Faktor-faktor tersebut turut berperan besar dalam menghancurkan perekonomian Belanda. Negara yang awalnya menguasai perdagangan Asia, menjadi salah satu pusat perdagangan Eropa, dan memiliki sistem ekonomi yang sangat stabil ini terlilit hutang yang sangat besar.

Saat itu, kas Belanda tidak cukup untuk mempertahankan daerah jajahannya di Indonesia dan daerah Karibia yang sangat terpencar. Selain itu, negara ini juga tidak mampu menyisihkan dana untuk pembangunan kembali setelah perang.

Kurangnya kas ini disebabkan oleh revolusi Belgia dimana mereka menginginkan kemerdekaan dari Belanda. Pemberontak Belgia yang didukung oleh tentara Prancis berhasil mengalahkan Belanda dan diakui sebagai negara merdeka oleh negara-negara Eropa. Akhirnya, Belanda mengaku kalah dan juga meratifikasi kemerdekaan Belgia lewat perjanjian London.

Selain itu, Belanda juga banyak berjuang di daerah jajahannya melawan pemberontak. Terutama, pemberontakan yang diprakarsai oleh Pangeran Diponegoro.

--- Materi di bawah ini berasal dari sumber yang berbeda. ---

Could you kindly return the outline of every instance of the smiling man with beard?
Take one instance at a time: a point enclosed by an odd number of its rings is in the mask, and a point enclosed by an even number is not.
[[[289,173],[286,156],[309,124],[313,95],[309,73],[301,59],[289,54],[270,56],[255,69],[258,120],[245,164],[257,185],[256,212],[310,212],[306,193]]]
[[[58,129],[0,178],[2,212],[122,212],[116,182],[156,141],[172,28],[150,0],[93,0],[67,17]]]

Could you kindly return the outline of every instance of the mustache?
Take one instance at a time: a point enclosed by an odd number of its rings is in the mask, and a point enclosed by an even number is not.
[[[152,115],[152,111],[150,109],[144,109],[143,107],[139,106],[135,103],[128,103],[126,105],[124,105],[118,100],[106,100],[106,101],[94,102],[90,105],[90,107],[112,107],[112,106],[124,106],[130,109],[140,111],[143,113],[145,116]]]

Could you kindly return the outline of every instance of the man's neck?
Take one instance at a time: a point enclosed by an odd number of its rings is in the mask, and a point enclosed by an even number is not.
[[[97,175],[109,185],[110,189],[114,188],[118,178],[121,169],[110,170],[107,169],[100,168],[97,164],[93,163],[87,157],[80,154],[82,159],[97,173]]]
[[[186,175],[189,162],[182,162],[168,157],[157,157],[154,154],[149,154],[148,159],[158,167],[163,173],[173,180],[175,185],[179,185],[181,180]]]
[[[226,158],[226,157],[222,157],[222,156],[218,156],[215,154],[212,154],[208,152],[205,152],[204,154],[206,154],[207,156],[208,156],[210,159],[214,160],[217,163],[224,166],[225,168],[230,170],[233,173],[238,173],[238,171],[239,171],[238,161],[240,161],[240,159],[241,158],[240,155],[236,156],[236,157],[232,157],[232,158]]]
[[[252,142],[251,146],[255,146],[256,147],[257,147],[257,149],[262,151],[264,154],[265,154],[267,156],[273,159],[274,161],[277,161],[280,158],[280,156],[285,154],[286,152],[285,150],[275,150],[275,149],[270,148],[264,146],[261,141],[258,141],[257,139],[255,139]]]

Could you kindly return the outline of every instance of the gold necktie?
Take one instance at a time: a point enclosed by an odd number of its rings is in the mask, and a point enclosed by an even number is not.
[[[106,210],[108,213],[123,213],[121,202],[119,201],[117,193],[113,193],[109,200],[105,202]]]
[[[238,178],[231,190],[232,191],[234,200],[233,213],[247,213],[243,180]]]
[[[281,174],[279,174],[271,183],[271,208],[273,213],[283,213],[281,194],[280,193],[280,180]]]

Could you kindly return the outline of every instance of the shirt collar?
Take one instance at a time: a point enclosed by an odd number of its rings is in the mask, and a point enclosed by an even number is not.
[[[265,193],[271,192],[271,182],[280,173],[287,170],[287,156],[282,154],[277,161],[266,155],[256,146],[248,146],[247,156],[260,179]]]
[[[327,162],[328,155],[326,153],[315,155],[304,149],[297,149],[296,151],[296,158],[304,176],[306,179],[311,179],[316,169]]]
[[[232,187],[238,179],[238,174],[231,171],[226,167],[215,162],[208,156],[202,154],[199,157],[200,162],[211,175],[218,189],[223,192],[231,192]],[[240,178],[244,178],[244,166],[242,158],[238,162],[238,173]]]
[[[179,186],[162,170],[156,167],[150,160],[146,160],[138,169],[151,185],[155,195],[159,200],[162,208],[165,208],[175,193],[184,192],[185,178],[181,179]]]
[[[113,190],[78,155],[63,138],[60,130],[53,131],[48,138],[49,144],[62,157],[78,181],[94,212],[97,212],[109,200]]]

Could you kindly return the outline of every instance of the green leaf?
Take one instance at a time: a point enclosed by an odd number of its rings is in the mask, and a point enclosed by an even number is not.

Negara ini harus mengeluarkan banyak uang untuk membayar tentara bayaran, menyewa pasukan lokal, serta membayar raja-raja setempat guna mengurangi pemberontakan.

Kerajaan kolonial Belanda yang seharusnya menghasilkan banyak uang, sesuai dengan semboyan gold, glory, gospel justru menghabiskan banyak uang. Padahal, Indonesia sangat kaya akan Sumber Daya Alam, baik hayati maupun non-hayati.

Oleh karena itu, diperlukan sumber penghasilan yang dapat secara cepat menghasilkan uang dan memberikan pendapatan bagi negara Belanda.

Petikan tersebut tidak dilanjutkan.